La historia del señor Colinazul (1926) es el primero de esos
dos relatos. Se puede saber que es de Tanizaki sin que te digan que lo ha
escrito él: los dos grandes temas que sobresalían en la obra tanizakiana de
los años veinte se dejan ver con total nitidez, sin ningún tipo de ambages: por
una parte su preocupación por la paulatina incorporación de elementos
culturales occidentales en Japón, aunque no exenta de cierta admiración hacia
lo americano (no tanto en el caso del propio Tanizaki, sino de sus personajes,
espejo de lo que había en el Japón de aquel entonces); y por otra parte la
obsesión fetichista hacia la belleza de la mujer o, mejor dicho, hacia
determinadas partes de la anatomía de la mujer. Esos dos asuntos se ven reflejados
de una manera casi existencial en la figura del singular personaje con el que
el protagonista, un director de cine llamado Nakada, casado con la actriz
principal de sus películas, se topa por azar en un restaurante de Kioto.
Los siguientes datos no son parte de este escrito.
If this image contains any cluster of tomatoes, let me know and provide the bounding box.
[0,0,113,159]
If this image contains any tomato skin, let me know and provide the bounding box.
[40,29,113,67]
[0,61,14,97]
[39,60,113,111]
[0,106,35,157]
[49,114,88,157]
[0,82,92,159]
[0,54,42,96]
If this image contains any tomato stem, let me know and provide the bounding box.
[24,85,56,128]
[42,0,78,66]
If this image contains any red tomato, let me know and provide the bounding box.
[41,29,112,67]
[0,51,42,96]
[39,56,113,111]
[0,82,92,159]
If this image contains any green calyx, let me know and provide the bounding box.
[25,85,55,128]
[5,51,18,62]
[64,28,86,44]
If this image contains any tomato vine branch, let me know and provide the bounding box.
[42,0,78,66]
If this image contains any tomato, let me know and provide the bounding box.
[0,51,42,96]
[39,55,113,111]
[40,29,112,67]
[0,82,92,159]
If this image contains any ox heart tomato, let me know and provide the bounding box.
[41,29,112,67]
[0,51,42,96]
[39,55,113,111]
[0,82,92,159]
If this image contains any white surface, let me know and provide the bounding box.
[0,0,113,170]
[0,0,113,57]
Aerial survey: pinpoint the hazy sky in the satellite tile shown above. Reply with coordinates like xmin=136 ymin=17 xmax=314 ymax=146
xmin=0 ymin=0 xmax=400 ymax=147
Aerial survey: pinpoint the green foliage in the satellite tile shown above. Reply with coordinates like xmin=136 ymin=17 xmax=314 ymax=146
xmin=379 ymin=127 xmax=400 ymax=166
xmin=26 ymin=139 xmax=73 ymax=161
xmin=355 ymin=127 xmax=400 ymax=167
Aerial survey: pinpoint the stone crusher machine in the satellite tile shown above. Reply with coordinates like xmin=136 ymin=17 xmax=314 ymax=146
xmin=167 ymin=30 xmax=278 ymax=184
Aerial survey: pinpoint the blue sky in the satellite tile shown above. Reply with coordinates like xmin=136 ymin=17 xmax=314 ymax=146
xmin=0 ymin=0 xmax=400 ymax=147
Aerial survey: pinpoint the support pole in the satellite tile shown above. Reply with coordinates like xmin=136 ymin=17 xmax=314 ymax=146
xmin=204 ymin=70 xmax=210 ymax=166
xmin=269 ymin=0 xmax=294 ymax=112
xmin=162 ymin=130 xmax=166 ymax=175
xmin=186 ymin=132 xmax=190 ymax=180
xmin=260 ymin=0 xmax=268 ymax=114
Insisto: Tanizaki muestra (aunque quizás sería mejor decir que caricaturiza o
ridiculiza) una clara apreciación hacia lo occidental por parte de muchos
japoneses de aquella época. Se ve cuando el personaje del restaurante comenta
“La mayoría de los directores japoneses están muy atados a un estúpido
sentimentalismo”, o “¡A quién le importa si sus películas son copias de
Hollywood cuando son entretenidas!”. Pero el discurso comparativo entre Japón y
América alcanza su cenit cuando el personaje del restaurante sienta cátedra
ante el director Nakada sobre las peculiaridades anatómicas de la mujer
japonesa y la occidental poniendo como ejemplo a Yurako, la actriz y esposa del
cineasta. Ya sabemos que en esta época Tanizaki empieza a tomar conciencia de
los grandes valores que la cultura tradicional japonesa tiene, pero la huella
de autores occidentales como Edgar Allan Poe sigue resultando bastante evidente
en cuanto a que es un relato donde tienen cabida a grandes dosis tanto la
sorpresa y la tensión como lo canallesco.
Os aseguro que no os dejará indiferente. Los usos y costumbres de
ciertos obsesos sexuales y de los fans de las grandes estrellas
cinematográficas de la época, de ser cierto lo que nos describe Tanizaki, son
para alucinar…
En unos días comentaré Sueños de bióxido de manganeso (1955),
el segundo de los relatos que integran estas Dos miradas malévolas.